Recruiting a property manager with no industry experience
I have had great success recruiting people with good life experience and the right personality type and attributes for the role and then training them on our way of doing property management.
This has required an incredibly good training program, well documented procedures for every task and in our case, we also have someone part time in a training role so that the training burden is not carried by our property managers. Without someone in a training role, the licensee/director will need to take it on, and that will take you away from working on the business, so it depends where your priorities lie and what you enjoy doing.
The real benefit of this approach is that if you get the right person suited for the role, you can then mould them completely to your way of doing things. It is with this approach that we recruited, trained and groomed out current REIWA Property Manager of the Year. The training and development can be intensified and they can be fully up to speed in six months, and in our case, the best property manager in Perth in two years.

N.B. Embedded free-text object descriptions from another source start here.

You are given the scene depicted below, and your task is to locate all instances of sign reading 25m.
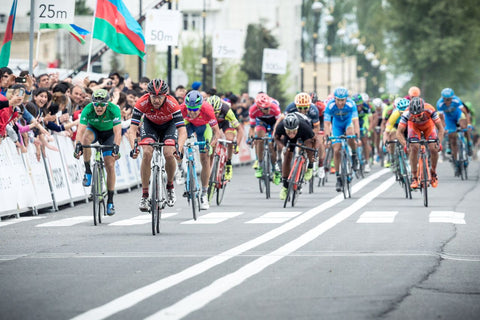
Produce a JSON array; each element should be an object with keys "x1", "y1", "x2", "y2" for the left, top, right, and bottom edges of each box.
[{"x1": 37, "y1": 0, "x2": 75, "y2": 24}]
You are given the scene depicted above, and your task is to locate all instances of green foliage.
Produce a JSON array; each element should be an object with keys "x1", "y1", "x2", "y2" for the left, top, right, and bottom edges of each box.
[
  {"x1": 215, "y1": 60, "x2": 248, "y2": 94},
  {"x1": 241, "y1": 23, "x2": 288, "y2": 108},
  {"x1": 386, "y1": 0, "x2": 480, "y2": 102},
  {"x1": 75, "y1": 0, "x2": 93, "y2": 15}
]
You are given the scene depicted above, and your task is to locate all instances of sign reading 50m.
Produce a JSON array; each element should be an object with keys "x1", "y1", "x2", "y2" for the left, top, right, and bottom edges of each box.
[
  {"x1": 145, "y1": 9, "x2": 181, "y2": 46},
  {"x1": 36, "y1": 0, "x2": 75, "y2": 24}
]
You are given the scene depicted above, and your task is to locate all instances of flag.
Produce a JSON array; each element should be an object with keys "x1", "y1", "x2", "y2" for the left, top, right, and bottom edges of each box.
[
  {"x1": 40, "y1": 23, "x2": 90, "y2": 44},
  {"x1": 0, "y1": 0, "x2": 18, "y2": 68},
  {"x1": 94, "y1": 0, "x2": 145, "y2": 59}
]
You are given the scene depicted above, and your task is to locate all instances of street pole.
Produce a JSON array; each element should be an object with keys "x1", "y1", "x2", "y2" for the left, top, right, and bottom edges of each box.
[
  {"x1": 138, "y1": 0, "x2": 142, "y2": 80},
  {"x1": 29, "y1": 0, "x2": 35, "y2": 74},
  {"x1": 202, "y1": 0, "x2": 207, "y2": 89},
  {"x1": 313, "y1": 13, "x2": 319, "y2": 93},
  {"x1": 300, "y1": 0, "x2": 305, "y2": 92},
  {"x1": 167, "y1": 0, "x2": 172, "y2": 88}
]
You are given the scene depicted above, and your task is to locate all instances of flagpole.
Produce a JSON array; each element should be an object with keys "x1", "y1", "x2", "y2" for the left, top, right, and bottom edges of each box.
[
  {"x1": 35, "y1": 29, "x2": 41, "y2": 63},
  {"x1": 87, "y1": 0, "x2": 98, "y2": 74}
]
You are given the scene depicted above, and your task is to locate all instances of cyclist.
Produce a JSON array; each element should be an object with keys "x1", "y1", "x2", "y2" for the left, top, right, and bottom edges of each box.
[
  {"x1": 274, "y1": 112, "x2": 315, "y2": 200},
  {"x1": 396, "y1": 97, "x2": 444, "y2": 189},
  {"x1": 407, "y1": 86, "x2": 421, "y2": 100},
  {"x1": 180, "y1": 90, "x2": 221, "y2": 210},
  {"x1": 74, "y1": 89, "x2": 122, "y2": 215},
  {"x1": 436, "y1": 88, "x2": 472, "y2": 174},
  {"x1": 248, "y1": 92, "x2": 281, "y2": 183},
  {"x1": 127, "y1": 79, "x2": 187, "y2": 212},
  {"x1": 310, "y1": 92, "x2": 327, "y2": 178},
  {"x1": 383, "y1": 98, "x2": 410, "y2": 167},
  {"x1": 371, "y1": 97, "x2": 384, "y2": 166},
  {"x1": 206, "y1": 95, "x2": 245, "y2": 180},
  {"x1": 353, "y1": 93, "x2": 374, "y2": 173},
  {"x1": 324, "y1": 87, "x2": 360, "y2": 192}
]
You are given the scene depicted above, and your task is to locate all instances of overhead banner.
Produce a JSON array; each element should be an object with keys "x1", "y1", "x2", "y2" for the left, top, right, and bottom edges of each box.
[
  {"x1": 212, "y1": 30, "x2": 243, "y2": 59},
  {"x1": 145, "y1": 9, "x2": 182, "y2": 46},
  {"x1": 262, "y1": 48, "x2": 287, "y2": 75}
]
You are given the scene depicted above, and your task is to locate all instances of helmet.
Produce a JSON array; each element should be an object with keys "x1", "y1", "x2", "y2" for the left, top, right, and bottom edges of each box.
[
  {"x1": 441, "y1": 88, "x2": 454, "y2": 99},
  {"x1": 185, "y1": 90, "x2": 204, "y2": 108},
  {"x1": 381, "y1": 93, "x2": 390, "y2": 103},
  {"x1": 393, "y1": 97, "x2": 402, "y2": 108},
  {"x1": 396, "y1": 98, "x2": 410, "y2": 111},
  {"x1": 310, "y1": 92, "x2": 318, "y2": 103},
  {"x1": 92, "y1": 89, "x2": 109, "y2": 103},
  {"x1": 334, "y1": 87, "x2": 349, "y2": 99},
  {"x1": 284, "y1": 113, "x2": 299, "y2": 130},
  {"x1": 409, "y1": 97, "x2": 424, "y2": 115},
  {"x1": 255, "y1": 93, "x2": 271, "y2": 109},
  {"x1": 408, "y1": 86, "x2": 421, "y2": 97},
  {"x1": 207, "y1": 95, "x2": 222, "y2": 112},
  {"x1": 294, "y1": 92, "x2": 311, "y2": 107},
  {"x1": 372, "y1": 98, "x2": 383, "y2": 108},
  {"x1": 147, "y1": 79, "x2": 169, "y2": 96},
  {"x1": 353, "y1": 94, "x2": 363, "y2": 105},
  {"x1": 361, "y1": 93, "x2": 370, "y2": 102}
]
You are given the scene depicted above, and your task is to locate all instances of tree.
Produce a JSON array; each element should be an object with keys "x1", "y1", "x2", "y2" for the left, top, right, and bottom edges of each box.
[
  {"x1": 241, "y1": 23, "x2": 288, "y2": 108},
  {"x1": 386, "y1": 0, "x2": 480, "y2": 102},
  {"x1": 75, "y1": 0, "x2": 93, "y2": 15}
]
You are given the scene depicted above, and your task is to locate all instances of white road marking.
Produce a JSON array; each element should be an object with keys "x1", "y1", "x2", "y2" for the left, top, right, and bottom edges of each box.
[
  {"x1": 147, "y1": 176, "x2": 396, "y2": 320},
  {"x1": 36, "y1": 216, "x2": 92, "y2": 227},
  {"x1": 181, "y1": 212, "x2": 244, "y2": 224},
  {"x1": 246, "y1": 211, "x2": 302, "y2": 224},
  {"x1": 70, "y1": 169, "x2": 390, "y2": 320},
  {"x1": 357, "y1": 211, "x2": 398, "y2": 223},
  {"x1": 429, "y1": 211, "x2": 466, "y2": 224},
  {"x1": 0, "y1": 216, "x2": 45, "y2": 227},
  {"x1": 109, "y1": 213, "x2": 177, "y2": 226}
]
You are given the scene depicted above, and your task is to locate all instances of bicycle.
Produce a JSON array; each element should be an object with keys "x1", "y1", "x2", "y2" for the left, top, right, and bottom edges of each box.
[
  {"x1": 410, "y1": 136, "x2": 438, "y2": 207},
  {"x1": 283, "y1": 142, "x2": 317, "y2": 208},
  {"x1": 386, "y1": 139, "x2": 412, "y2": 199},
  {"x1": 82, "y1": 144, "x2": 112, "y2": 226},
  {"x1": 183, "y1": 138, "x2": 207, "y2": 220},
  {"x1": 135, "y1": 139, "x2": 169, "y2": 235},
  {"x1": 319, "y1": 143, "x2": 333, "y2": 187},
  {"x1": 252, "y1": 135, "x2": 274, "y2": 199},
  {"x1": 356, "y1": 144, "x2": 365, "y2": 179},
  {"x1": 453, "y1": 128, "x2": 469, "y2": 180},
  {"x1": 328, "y1": 135, "x2": 356, "y2": 199},
  {"x1": 207, "y1": 139, "x2": 235, "y2": 206}
]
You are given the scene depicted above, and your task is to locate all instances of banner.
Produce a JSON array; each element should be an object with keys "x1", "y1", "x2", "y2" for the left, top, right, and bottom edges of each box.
[
  {"x1": 145, "y1": 9, "x2": 181, "y2": 46},
  {"x1": 262, "y1": 48, "x2": 288, "y2": 75}
]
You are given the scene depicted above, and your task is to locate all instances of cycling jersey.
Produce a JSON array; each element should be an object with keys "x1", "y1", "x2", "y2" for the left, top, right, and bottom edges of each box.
[
  {"x1": 79, "y1": 101, "x2": 121, "y2": 131},
  {"x1": 216, "y1": 102, "x2": 240, "y2": 129},
  {"x1": 436, "y1": 95, "x2": 466, "y2": 132},
  {"x1": 399, "y1": 103, "x2": 441, "y2": 141},
  {"x1": 249, "y1": 101, "x2": 281, "y2": 128},
  {"x1": 284, "y1": 102, "x2": 320, "y2": 127},
  {"x1": 314, "y1": 101, "x2": 326, "y2": 117},
  {"x1": 385, "y1": 109, "x2": 405, "y2": 132},
  {"x1": 324, "y1": 98, "x2": 358, "y2": 123},
  {"x1": 132, "y1": 94, "x2": 184, "y2": 128},
  {"x1": 274, "y1": 112, "x2": 314, "y2": 151},
  {"x1": 357, "y1": 102, "x2": 372, "y2": 130},
  {"x1": 382, "y1": 104, "x2": 394, "y2": 121},
  {"x1": 180, "y1": 101, "x2": 218, "y2": 127}
]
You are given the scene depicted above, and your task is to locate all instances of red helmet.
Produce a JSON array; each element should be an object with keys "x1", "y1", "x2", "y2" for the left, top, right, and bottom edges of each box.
[{"x1": 255, "y1": 93, "x2": 271, "y2": 109}]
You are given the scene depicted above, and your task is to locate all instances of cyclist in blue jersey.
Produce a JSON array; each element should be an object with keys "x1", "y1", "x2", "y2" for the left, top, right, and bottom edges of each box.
[
  {"x1": 436, "y1": 88, "x2": 472, "y2": 171},
  {"x1": 324, "y1": 87, "x2": 360, "y2": 192}
]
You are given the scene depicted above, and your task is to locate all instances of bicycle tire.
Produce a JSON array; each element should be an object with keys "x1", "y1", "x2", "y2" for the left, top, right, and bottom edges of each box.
[
  {"x1": 188, "y1": 162, "x2": 197, "y2": 220},
  {"x1": 217, "y1": 176, "x2": 227, "y2": 205},
  {"x1": 264, "y1": 149, "x2": 271, "y2": 199},
  {"x1": 283, "y1": 158, "x2": 298, "y2": 208},
  {"x1": 292, "y1": 160, "x2": 305, "y2": 207},
  {"x1": 421, "y1": 154, "x2": 429, "y2": 207},
  {"x1": 459, "y1": 142, "x2": 466, "y2": 180},
  {"x1": 340, "y1": 150, "x2": 348, "y2": 199},
  {"x1": 398, "y1": 152, "x2": 412, "y2": 199},
  {"x1": 92, "y1": 163, "x2": 100, "y2": 225},
  {"x1": 151, "y1": 166, "x2": 160, "y2": 235},
  {"x1": 207, "y1": 156, "x2": 219, "y2": 202}
]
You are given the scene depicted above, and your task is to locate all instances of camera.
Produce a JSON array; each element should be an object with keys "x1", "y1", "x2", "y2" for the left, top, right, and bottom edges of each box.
[{"x1": 15, "y1": 77, "x2": 26, "y2": 83}]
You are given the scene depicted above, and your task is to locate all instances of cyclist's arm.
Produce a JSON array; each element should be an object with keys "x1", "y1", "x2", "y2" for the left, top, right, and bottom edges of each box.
[
  {"x1": 434, "y1": 119, "x2": 444, "y2": 144},
  {"x1": 127, "y1": 108, "x2": 143, "y2": 148},
  {"x1": 352, "y1": 117, "x2": 361, "y2": 138},
  {"x1": 177, "y1": 126, "x2": 187, "y2": 152},
  {"x1": 210, "y1": 123, "x2": 220, "y2": 147},
  {"x1": 113, "y1": 124, "x2": 122, "y2": 147},
  {"x1": 75, "y1": 123, "x2": 87, "y2": 145},
  {"x1": 396, "y1": 123, "x2": 407, "y2": 147},
  {"x1": 324, "y1": 120, "x2": 332, "y2": 138},
  {"x1": 460, "y1": 105, "x2": 472, "y2": 124},
  {"x1": 235, "y1": 121, "x2": 245, "y2": 146}
]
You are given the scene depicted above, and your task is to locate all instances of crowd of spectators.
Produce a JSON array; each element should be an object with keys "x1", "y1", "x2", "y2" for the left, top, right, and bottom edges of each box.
[{"x1": 0, "y1": 66, "x2": 255, "y2": 162}]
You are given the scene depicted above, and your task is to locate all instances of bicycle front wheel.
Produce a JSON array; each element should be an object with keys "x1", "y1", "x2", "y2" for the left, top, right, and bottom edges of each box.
[
  {"x1": 188, "y1": 162, "x2": 198, "y2": 220},
  {"x1": 92, "y1": 163, "x2": 103, "y2": 225},
  {"x1": 421, "y1": 155, "x2": 429, "y2": 207},
  {"x1": 207, "y1": 156, "x2": 219, "y2": 202},
  {"x1": 292, "y1": 162, "x2": 305, "y2": 207},
  {"x1": 217, "y1": 176, "x2": 227, "y2": 206},
  {"x1": 264, "y1": 151, "x2": 271, "y2": 199},
  {"x1": 151, "y1": 167, "x2": 160, "y2": 235}
]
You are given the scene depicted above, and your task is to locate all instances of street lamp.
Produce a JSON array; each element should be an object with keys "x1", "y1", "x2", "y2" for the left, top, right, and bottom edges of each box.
[
  {"x1": 300, "y1": 1, "x2": 305, "y2": 92},
  {"x1": 202, "y1": 0, "x2": 207, "y2": 89},
  {"x1": 337, "y1": 27, "x2": 346, "y2": 87},
  {"x1": 325, "y1": 13, "x2": 334, "y2": 94},
  {"x1": 312, "y1": 1, "x2": 323, "y2": 94}
]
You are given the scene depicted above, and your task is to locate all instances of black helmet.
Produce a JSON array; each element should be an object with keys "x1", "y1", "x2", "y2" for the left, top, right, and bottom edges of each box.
[
  {"x1": 284, "y1": 113, "x2": 299, "y2": 130},
  {"x1": 409, "y1": 97, "x2": 424, "y2": 115},
  {"x1": 92, "y1": 89, "x2": 109, "y2": 103},
  {"x1": 147, "y1": 79, "x2": 169, "y2": 95},
  {"x1": 185, "y1": 90, "x2": 204, "y2": 108}
]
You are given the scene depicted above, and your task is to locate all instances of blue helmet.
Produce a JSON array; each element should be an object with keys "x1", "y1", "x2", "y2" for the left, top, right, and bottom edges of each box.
[
  {"x1": 334, "y1": 87, "x2": 349, "y2": 99},
  {"x1": 396, "y1": 98, "x2": 410, "y2": 111},
  {"x1": 185, "y1": 90, "x2": 203, "y2": 108},
  {"x1": 441, "y1": 88, "x2": 454, "y2": 99}
]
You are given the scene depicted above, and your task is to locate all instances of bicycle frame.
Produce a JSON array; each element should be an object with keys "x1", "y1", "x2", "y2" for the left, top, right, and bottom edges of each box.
[
  {"x1": 329, "y1": 135, "x2": 356, "y2": 199},
  {"x1": 454, "y1": 128, "x2": 469, "y2": 180},
  {"x1": 386, "y1": 139, "x2": 412, "y2": 199},
  {"x1": 410, "y1": 136, "x2": 437, "y2": 207},
  {"x1": 208, "y1": 139, "x2": 234, "y2": 205},
  {"x1": 253, "y1": 135, "x2": 274, "y2": 199},
  {"x1": 183, "y1": 140, "x2": 206, "y2": 220}
]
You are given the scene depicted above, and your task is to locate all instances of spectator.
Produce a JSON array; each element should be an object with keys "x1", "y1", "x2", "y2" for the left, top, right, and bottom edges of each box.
[
  {"x1": 174, "y1": 85, "x2": 186, "y2": 104},
  {"x1": 138, "y1": 76, "x2": 150, "y2": 94},
  {"x1": 36, "y1": 73, "x2": 50, "y2": 89},
  {"x1": 0, "y1": 67, "x2": 14, "y2": 97}
]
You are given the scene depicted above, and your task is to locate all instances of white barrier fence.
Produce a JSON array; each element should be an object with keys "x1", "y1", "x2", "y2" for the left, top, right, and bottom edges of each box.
[{"x1": 1, "y1": 125, "x2": 255, "y2": 218}]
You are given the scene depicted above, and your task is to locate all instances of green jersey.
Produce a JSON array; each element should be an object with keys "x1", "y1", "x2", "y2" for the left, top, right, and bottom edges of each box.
[{"x1": 79, "y1": 101, "x2": 122, "y2": 131}]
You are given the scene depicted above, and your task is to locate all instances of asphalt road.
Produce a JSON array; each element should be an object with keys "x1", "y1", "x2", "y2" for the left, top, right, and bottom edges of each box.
[{"x1": 1, "y1": 159, "x2": 479, "y2": 320}]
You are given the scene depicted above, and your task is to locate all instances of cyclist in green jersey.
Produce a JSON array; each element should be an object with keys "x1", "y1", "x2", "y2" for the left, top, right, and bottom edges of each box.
[{"x1": 74, "y1": 89, "x2": 122, "y2": 215}]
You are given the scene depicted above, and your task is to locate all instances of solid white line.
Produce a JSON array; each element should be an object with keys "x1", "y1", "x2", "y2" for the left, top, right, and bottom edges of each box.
[
  {"x1": 147, "y1": 176, "x2": 396, "y2": 320},
  {"x1": 246, "y1": 211, "x2": 302, "y2": 224},
  {"x1": 36, "y1": 216, "x2": 92, "y2": 227},
  {"x1": 357, "y1": 211, "x2": 398, "y2": 223},
  {"x1": 0, "y1": 216, "x2": 45, "y2": 227},
  {"x1": 70, "y1": 169, "x2": 390, "y2": 320}
]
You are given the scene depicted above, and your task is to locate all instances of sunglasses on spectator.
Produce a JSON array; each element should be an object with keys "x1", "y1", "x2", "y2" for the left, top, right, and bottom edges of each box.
[{"x1": 93, "y1": 102, "x2": 107, "y2": 108}]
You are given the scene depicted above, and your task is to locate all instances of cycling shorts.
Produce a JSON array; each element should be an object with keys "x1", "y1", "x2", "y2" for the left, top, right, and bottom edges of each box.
[
  {"x1": 186, "y1": 123, "x2": 212, "y2": 153},
  {"x1": 407, "y1": 122, "x2": 438, "y2": 142},
  {"x1": 255, "y1": 118, "x2": 276, "y2": 133},
  {"x1": 444, "y1": 109, "x2": 465, "y2": 133},
  {"x1": 219, "y1": 120, "x2": 237, "y2": 135},
  {"x1": 140, "y1": 117, "x2": 178, "y2": 145},
  {"x1": 331, "y1": 119, "x2": 354, "y2": 144},
  {"x1": 86, "y1": 126, "x2": 114, "y2": 157}
]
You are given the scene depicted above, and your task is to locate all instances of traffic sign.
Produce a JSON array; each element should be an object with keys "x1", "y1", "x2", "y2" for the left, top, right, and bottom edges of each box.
[
  {"x1": 145, "y1": 9, "x2": 181, "y2": 46},
  {"x1": 36, "y1": 0, "x2": 75, "y2": 24}
]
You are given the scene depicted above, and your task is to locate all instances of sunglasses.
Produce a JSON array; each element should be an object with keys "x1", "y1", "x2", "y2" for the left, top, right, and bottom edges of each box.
[
  {"x1": 444, "y1": 98, "x2": 452, "y2": 101},
  {"x1": 93, "y1": 102, "x2": 107, "y2": 108},
  {"x1": 285, "y1": 128, "x2": 298, "y2": 134},
  {"x1": 297, "y1": 106, "x2": 309, "y2": 110},
  {"x1": 187, "y1": 106, "x2": 201, "y2": 112}
]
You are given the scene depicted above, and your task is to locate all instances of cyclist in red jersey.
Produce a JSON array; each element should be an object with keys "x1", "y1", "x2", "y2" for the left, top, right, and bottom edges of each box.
[
  {"x1": 180, "y1": 90, "x2": 221, "y2": 210},
  {"x1": 396, "y1": 97, "x2": 444, "y2": 189},
  {"x1": 248, "y1": 92, "x2": 281, "y2": 180},
  {"x1": 127, "y1": 79, "x2": 187, "y2": 212}
]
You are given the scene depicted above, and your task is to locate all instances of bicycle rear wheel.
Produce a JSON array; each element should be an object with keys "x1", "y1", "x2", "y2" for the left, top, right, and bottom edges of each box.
[
  {"x1": 421, "y1": 156, "x2": 429, "y2": 207},
  {"x1": 283, "y1": 160, "x2": 298, "y2": 208},
  {"x1": 340, "y1": 151, "x2": 348, "y2": 199},
  {"x1": 399, "y1": 153, "x2": 412, "y2": 199},
  {"x1": 92, "y1": 163, "x2": 102, "y2": 225},
  {"x1": 217, "y1": 177, "x2": 227, "y2": 206},
  {"x1": 264, "y1": 152, "x2": 271, "y2": 199},
  {"x1": 292, "y1": 162, "x2": 305, "y2": 207},
  {"x1": 188, "y1": 162, "x2": 197, "y2": 220},
  {"x1": 207, "y1": 156, "x2": 219, "y2": 202},
  {"x1": 151, "y1": 167, "x2": 160, "y2": 235}
]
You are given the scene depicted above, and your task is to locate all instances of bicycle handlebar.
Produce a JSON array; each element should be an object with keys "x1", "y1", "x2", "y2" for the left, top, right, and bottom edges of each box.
[
  {"x1": 82, "y1": 144, "x2": 114, "y2": 149},
  {"x1": 385, "y1": 139, "x2": 399, "y2": 145},
  {"x1": 286, "y1": 141, "x2": 318, "y2": 153},
  {"x1": 328, "y1": 135, "x2": 357, "y2": 141}
]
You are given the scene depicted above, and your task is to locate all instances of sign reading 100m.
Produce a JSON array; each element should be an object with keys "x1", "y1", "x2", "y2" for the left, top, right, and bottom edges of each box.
[{"x1": 37, "y1": 0, "x2": 75, "y2": 24}]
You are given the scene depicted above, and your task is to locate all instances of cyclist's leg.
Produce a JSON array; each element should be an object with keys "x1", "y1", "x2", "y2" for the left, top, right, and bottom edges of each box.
[
  {"x1": 281, "y1": 144, "x2": 294, "y2": 199},
  {"x1": 97, "y1": 130, "x2": 116, "y2": 214},
  {"x1": 445, "y1": 114, "x2": 458, "y2": 160},
  {"x1": 224, "y1": 128, "x2": 236, "y2": 180},
  {"x1": 408, "y1": 125, "x2": 421, "y2": 187},
  {"x1": 158, "y1": 121, "x2": 179, "y2": 185},
  {"x1": 255, "y1": 120, "x2": 267, "y2": 163},
  {"x1": 346, "y1": 124, "x2": 358, "y2": 168},
  {"x1": 80, "y1": 126, "x2": 96, "y2": 186},
  {"x1": 425, "y1": 124, "x2": 440, "y2": 176},
  {"x1": 139, "y1": 119, "x2": 159, "y2": 199},
  {"x1": 458, "y1": 112, "x2": 471, "y2": 153},
  {"x1": 195, "y1": 124, "x2": 212, "y2": 192}
]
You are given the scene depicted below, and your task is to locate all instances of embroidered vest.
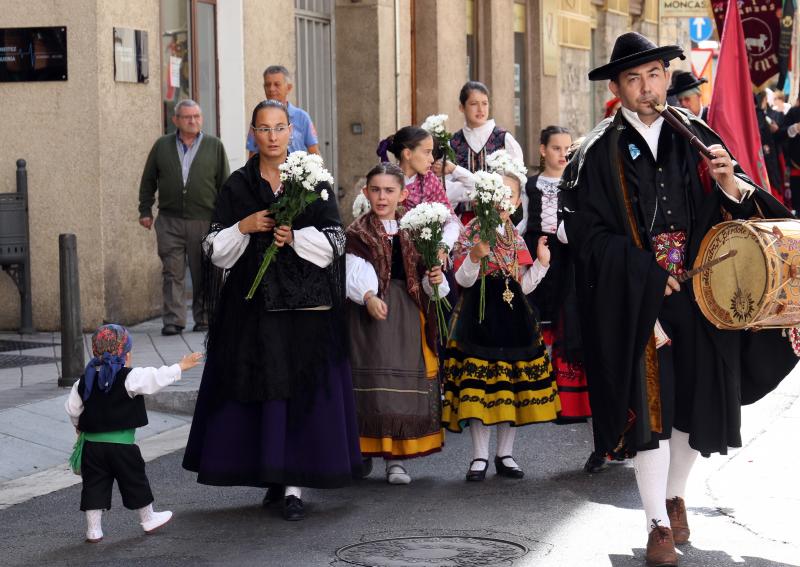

This approach requires the business to take a long-term focus. You have to recruit and train three to six months ahead of when you need a property manager to be up to full capacity. When taking people on at an entry-level assistant position, you need to pay them an entry-level wage that quickly scales up as they become productive. However, for two to three months, you’ll be investing more than what you’ll be getting with regard to the output. As your agency gets bigger, the investment in future property managers becomes more manageable and for me, this is my preferred approach because when it works, the results are truly amazing.